Jicama Slaw is a light, crunchy, and refreshing side dish that’s perfect for summer cookouts or as a vibrant accompaniment to tacos, grilled meats, or sandwiches. Jicama, often referred to as a Mexican turnip, has a mild, slightly sweet flavor and a crisp texture that pairs beautifully with fresh vegetables like carrots, red cabbage, and bell peppers. Tossed in a tangy lime dressing with a hint of cilantro, this slaw is not only delicious but also packed with nutrients. It’s a fantastic way to add some healthy crunch to your meal while offering a refreshing alternative to traditional coleslaw.
Jicama Slaw Recipe
Ingredients:
- 1 medium jicama, peeled and julienned
- 1 large carrot, peeled and julienned
- 1 cup red cabbage, thinly sliced
- 1 red bell pepper, julienned
- 1/4 cup fresh cilantro, chopped
- 1/4 cup lime juice (about 2 limes)
- 2 tablespoons olive oil
- 1 tablespoon honey (or maple syrup)
- 1 teaspoon ground cumin
- Salt and pepper, to taste
Instructions:
- Prepare the vegetables: Peel and julienne the jicama and carrot, then thinly slice the red cabbage and julienne the red bell pepper. Combine all the vegetables in a large mixing bowl.

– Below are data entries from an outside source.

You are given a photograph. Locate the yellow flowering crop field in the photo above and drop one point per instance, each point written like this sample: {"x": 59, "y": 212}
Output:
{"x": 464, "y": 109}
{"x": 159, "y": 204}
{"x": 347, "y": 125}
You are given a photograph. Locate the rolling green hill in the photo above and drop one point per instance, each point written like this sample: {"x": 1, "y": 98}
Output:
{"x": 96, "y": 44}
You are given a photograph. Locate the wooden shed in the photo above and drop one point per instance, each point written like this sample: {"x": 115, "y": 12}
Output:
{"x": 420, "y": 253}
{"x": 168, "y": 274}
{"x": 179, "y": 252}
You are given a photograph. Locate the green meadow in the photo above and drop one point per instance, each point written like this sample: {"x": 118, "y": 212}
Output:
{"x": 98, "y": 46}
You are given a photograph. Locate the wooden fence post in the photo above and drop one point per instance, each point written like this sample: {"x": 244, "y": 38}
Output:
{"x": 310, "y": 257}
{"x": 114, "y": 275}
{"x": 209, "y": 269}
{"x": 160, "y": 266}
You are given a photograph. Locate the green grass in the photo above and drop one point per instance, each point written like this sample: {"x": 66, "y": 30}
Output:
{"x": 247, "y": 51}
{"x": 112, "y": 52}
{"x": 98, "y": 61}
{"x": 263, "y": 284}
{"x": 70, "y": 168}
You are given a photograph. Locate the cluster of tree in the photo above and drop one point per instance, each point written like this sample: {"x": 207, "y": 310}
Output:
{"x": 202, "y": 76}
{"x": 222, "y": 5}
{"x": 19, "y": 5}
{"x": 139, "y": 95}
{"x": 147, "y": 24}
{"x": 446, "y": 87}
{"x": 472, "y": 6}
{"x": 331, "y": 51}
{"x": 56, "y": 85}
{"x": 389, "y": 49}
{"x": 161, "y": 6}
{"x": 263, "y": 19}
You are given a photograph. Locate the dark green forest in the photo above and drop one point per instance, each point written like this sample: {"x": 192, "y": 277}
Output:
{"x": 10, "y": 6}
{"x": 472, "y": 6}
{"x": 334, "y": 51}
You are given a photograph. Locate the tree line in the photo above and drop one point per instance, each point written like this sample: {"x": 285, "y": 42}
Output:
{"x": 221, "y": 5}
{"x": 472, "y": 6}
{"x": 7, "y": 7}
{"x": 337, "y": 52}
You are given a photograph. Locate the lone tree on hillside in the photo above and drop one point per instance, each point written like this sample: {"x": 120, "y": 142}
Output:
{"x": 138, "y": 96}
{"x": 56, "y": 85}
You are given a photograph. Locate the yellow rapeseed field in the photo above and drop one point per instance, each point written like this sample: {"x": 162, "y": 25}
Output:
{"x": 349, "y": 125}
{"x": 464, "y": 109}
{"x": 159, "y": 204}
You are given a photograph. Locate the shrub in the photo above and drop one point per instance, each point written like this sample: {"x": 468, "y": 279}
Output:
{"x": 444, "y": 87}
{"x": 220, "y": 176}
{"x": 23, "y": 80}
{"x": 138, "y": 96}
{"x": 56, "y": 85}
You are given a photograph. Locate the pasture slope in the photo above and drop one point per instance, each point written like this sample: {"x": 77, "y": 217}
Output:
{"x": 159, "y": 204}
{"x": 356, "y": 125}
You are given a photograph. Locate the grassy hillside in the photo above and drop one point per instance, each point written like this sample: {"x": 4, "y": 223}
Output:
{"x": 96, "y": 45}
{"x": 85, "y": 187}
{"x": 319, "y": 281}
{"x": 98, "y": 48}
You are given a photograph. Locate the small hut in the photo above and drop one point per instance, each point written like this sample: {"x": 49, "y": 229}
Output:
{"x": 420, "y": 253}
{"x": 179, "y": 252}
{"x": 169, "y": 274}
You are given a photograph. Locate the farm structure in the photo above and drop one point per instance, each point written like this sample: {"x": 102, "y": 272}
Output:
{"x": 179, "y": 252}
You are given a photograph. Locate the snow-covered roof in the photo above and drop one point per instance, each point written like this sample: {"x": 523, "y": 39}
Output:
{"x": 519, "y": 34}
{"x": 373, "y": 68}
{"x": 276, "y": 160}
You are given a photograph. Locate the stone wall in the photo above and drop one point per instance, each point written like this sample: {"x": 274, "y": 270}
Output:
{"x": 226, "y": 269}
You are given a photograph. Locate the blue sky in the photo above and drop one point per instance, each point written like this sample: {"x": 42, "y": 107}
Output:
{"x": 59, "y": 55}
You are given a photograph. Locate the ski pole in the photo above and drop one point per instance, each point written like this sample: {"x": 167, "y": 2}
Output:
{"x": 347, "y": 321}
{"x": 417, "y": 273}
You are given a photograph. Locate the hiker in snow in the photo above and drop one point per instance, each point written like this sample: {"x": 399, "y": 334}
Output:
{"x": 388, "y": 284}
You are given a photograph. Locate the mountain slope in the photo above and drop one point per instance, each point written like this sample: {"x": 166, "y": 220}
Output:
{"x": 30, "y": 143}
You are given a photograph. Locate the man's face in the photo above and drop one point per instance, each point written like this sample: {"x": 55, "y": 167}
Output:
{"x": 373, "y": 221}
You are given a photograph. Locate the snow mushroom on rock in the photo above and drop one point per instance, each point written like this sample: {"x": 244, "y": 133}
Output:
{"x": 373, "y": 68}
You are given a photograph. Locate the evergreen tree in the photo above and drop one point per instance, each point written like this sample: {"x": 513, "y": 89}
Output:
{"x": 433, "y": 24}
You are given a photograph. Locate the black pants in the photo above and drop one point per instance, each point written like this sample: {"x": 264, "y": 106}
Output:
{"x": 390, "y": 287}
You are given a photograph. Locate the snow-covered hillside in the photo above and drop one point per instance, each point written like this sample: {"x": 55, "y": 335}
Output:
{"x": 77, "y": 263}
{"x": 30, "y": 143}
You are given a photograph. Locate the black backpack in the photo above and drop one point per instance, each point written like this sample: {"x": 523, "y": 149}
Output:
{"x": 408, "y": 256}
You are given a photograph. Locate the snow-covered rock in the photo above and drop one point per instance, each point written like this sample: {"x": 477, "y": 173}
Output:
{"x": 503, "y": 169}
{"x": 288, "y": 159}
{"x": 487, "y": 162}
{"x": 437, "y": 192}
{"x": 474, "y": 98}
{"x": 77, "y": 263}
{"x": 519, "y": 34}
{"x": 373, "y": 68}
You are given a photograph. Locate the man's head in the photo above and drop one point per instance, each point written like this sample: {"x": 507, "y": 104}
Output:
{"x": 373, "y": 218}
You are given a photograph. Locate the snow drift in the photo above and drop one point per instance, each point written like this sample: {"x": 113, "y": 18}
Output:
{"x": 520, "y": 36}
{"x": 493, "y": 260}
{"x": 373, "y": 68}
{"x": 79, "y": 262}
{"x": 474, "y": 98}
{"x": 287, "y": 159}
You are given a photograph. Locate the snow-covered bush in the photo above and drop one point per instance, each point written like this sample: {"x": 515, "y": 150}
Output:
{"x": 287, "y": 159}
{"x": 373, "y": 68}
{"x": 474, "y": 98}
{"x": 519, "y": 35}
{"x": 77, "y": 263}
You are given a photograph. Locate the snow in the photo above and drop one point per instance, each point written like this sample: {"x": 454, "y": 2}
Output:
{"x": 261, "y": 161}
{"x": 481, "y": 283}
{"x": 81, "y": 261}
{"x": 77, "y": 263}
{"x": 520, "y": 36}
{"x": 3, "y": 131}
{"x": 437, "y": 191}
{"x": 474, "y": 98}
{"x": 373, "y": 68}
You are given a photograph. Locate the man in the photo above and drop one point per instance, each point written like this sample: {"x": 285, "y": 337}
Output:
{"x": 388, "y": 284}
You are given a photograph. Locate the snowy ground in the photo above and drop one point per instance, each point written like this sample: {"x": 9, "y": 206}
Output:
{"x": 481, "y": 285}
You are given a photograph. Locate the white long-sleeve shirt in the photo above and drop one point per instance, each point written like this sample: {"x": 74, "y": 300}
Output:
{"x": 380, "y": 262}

- Make the dressing: In a small bowl, whisk together the lime juice, olive oil, honey, cumin, salt, and pepper until well combined.
- Toss the slaw: Pour the dressing over the vegetable mixture and toss everything together until evenly coated. Taste and adjust the seasoning with more salt, pepper, or lime juice as needed.
- Chill and serve: Let the jicama slaw sit in the refrigerator for at least 15-20 minutes before serving to allow the flavors to meld. Garnish with fresh cilantro before serving.
This Jicama Slaw is a wonderfully crisp and zesty side dish that adds a burst of freshness to any meal. Its vibrant colors and flavors make it a perfect addition to your next cookout or taco night!